[R-sig-eco] glm-model evaluation

Sat May 31 00:25:21 CEST 2008

On Thu, May 29, 2008 at 4:51 PM, David Hewitt <dhewitt37 at gmail.com> wrote:
>
>> I'd add that showing predictive ability is very important if the goal of
>> the modeling process is to make predictions (and even if it's not, showing
>> predictive ability provides support for the model).  Frank Harrell has
>> tools in the Design library for efficient internal validation and
>> calibration via the bootstrap (see the 'validate' and 'calibrate'
>> functions) but these will not work on a model produced by glm.nb.  However
>> it's easy to code a cross-validation in R and I believe MASS shows a
>> 10-fold cross-validation for the CPUs example.
>>
>
> IIRC, there's a section in B&A (2002) that points out and demonstrates that
> AIC model selection has the property of being equivalent to "leave one out"
> cross-validation.
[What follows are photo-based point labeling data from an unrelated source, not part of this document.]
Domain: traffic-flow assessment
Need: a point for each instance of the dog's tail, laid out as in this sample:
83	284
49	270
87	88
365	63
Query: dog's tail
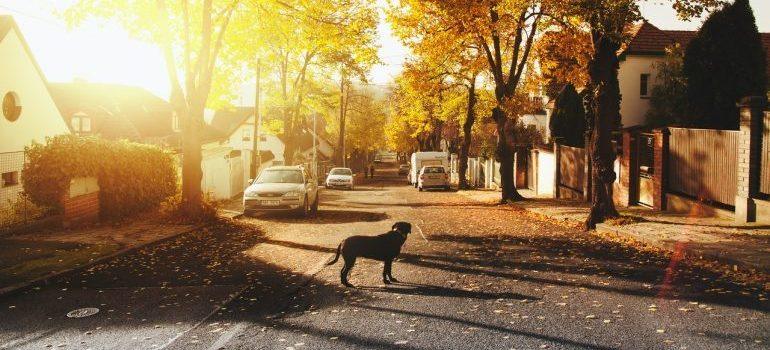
336	257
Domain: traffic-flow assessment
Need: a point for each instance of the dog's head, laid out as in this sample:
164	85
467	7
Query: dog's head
402	227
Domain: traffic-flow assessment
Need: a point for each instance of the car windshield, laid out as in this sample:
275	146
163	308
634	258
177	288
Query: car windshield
341	172
434	170
280	176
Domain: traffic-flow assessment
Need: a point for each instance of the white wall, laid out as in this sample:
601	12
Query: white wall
39	116
633	107
546	170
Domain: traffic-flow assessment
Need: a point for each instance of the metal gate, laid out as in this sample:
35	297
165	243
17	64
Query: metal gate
646	157
764	183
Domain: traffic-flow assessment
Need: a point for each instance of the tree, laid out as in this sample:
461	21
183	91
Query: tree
724	62
668	98
563	54
568	118
607	21
504	32
305	37
191	36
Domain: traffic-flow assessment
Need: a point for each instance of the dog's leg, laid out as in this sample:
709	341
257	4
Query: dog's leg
345	270
386	272
389	266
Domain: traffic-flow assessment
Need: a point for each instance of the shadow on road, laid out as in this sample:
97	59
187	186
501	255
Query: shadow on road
439	291
324	217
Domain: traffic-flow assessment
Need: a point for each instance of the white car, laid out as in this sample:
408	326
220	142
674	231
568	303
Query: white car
340	178
282	188
433	176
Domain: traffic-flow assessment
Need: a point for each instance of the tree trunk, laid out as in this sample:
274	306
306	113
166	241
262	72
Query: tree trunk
470	118
504	153
603	117
192	174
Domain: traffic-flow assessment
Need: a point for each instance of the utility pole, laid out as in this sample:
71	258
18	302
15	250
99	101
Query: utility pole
315	146
256	158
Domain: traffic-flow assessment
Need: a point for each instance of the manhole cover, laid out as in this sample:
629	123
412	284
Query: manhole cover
84	312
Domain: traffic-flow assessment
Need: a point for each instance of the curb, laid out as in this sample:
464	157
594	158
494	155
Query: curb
722	258
5	291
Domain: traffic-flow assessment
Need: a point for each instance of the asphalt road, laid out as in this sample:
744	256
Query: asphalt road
472	275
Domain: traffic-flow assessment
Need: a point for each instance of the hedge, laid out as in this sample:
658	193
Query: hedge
132	177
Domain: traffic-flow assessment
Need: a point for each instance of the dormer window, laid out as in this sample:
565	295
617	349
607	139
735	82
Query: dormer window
81	123
11	106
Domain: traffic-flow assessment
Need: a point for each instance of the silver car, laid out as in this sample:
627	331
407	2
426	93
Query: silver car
340	178
282	188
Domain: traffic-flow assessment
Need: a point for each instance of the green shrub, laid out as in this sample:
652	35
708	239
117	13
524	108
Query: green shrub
132	177
723	63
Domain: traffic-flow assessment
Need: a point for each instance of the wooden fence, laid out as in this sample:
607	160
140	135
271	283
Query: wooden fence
702	164
572	167
764	183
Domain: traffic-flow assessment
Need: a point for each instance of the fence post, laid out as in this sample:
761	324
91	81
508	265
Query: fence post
748	159
587	168
557	170
628	168
660	171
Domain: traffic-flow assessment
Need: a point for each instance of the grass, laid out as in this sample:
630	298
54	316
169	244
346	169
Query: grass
25	260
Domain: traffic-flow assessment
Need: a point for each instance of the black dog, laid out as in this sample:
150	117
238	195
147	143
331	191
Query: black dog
384	247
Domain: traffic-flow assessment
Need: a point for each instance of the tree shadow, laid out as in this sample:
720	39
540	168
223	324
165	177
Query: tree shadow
324	216
406	288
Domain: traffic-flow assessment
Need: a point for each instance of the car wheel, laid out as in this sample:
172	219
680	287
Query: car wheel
305	209
314	209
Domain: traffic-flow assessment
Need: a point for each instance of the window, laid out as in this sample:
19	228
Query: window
644	81
175	126
11	106
80	123
10	179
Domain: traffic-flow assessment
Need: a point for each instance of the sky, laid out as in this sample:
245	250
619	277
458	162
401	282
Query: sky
107	54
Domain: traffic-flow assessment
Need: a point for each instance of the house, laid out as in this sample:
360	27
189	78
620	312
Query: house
637	74
238	124
117	112
29	112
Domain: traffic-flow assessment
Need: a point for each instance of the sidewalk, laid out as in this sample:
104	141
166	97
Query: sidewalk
36	256
745	247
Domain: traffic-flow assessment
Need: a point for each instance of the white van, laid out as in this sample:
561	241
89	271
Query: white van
421	159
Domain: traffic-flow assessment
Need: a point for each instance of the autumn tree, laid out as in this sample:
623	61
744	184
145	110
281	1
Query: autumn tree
504	31
305	38
191	36
607	21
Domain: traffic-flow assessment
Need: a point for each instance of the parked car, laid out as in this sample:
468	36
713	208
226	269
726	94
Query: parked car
422	159
282	188
340	178
433	176
403	169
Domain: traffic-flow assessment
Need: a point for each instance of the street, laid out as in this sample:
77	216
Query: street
472	275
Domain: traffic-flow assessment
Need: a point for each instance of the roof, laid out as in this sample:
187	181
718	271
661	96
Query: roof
228	120
7	23
647	39
117	111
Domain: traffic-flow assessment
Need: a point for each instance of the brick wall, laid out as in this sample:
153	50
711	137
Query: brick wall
80	203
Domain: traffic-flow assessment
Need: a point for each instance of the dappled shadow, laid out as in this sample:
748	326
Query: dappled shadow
532	259
324	217
438	291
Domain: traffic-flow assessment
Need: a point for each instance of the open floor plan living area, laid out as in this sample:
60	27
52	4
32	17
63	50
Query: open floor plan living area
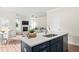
39	29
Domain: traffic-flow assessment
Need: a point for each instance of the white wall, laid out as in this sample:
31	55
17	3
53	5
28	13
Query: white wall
41	21
11	17
65	20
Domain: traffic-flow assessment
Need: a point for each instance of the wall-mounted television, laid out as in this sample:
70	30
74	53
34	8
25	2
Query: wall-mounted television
25	22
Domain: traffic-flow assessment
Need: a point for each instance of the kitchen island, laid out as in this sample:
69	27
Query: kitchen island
58	43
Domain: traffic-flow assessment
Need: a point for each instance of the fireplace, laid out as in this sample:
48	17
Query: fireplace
25	28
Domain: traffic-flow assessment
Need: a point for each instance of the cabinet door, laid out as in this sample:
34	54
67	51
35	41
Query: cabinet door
45	50
53	48
60	46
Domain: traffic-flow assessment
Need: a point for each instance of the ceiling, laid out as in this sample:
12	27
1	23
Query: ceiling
28	11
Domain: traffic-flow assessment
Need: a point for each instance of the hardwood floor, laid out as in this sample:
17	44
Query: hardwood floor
14	45
73	48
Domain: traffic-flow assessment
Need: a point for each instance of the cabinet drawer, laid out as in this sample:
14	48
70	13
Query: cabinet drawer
56	40
40	47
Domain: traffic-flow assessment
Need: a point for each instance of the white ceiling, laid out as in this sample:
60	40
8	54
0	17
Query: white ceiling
28	11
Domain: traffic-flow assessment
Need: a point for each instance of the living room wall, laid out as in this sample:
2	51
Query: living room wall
11	17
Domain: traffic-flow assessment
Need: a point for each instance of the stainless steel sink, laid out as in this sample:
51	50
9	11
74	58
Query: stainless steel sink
50	35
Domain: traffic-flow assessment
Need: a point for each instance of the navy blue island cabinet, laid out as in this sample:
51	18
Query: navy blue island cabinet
59	44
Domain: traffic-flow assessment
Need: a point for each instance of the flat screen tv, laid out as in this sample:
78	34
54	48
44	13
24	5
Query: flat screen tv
25	23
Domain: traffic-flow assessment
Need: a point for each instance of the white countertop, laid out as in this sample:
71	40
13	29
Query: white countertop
39	39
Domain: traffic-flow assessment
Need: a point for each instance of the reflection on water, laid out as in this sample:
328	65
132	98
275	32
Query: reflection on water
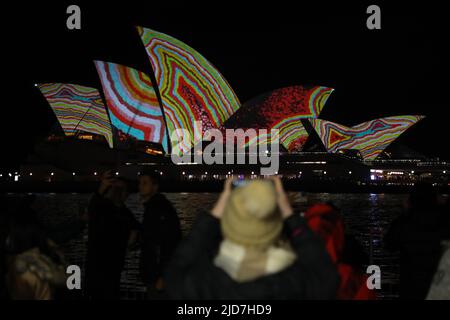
366	216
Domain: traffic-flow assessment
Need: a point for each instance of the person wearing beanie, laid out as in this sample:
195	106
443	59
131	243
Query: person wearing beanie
251	226
235	251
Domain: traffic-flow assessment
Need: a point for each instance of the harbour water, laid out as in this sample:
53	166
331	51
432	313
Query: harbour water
366	217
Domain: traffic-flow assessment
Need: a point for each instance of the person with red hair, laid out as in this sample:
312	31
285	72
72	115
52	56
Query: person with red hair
325	220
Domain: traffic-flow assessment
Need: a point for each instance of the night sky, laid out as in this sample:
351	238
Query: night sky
396	70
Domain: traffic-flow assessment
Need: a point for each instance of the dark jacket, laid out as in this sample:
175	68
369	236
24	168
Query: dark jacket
161	236
193	275
108	231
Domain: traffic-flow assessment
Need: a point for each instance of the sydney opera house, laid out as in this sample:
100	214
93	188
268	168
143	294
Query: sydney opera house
129	122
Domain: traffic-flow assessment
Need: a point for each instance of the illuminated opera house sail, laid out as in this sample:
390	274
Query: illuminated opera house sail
369	138
189	90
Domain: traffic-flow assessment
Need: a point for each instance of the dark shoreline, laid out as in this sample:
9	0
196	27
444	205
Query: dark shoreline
214	186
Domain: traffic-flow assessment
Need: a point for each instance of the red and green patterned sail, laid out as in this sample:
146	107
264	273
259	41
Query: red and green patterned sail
282	109
191	88
370	137
132	102
78	108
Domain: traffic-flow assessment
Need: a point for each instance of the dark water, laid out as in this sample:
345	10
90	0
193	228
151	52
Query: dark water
366	217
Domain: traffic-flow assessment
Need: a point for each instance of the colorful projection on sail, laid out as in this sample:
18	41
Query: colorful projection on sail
132	102
191	88
78	108
282	109
370	137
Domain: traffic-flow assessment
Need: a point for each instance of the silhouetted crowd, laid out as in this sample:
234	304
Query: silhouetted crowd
251	245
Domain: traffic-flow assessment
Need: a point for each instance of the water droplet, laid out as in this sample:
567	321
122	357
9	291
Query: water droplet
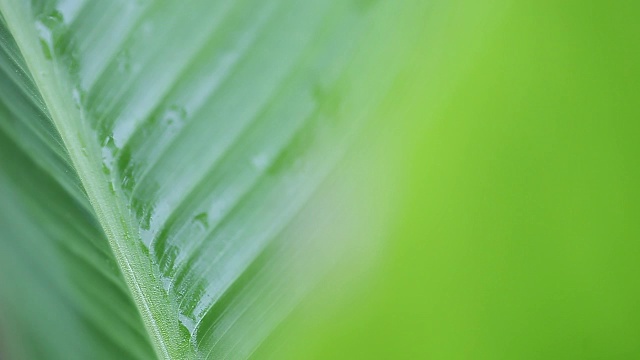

It draws from an original work by Stone (197x ??). They
> also discuss more involved simulation-based (bootstrap) methods for complex
> models.
>

I think that's a different (though not unrelated) issue -- namely,
model selection.  Asymptotically, AIC is equivalent to leave-one-out
cross validation, Mallow's Cp, and some other methods for model
selection.  However I don't see using a model selection method as
equivalent to validating the predictive ability of a model.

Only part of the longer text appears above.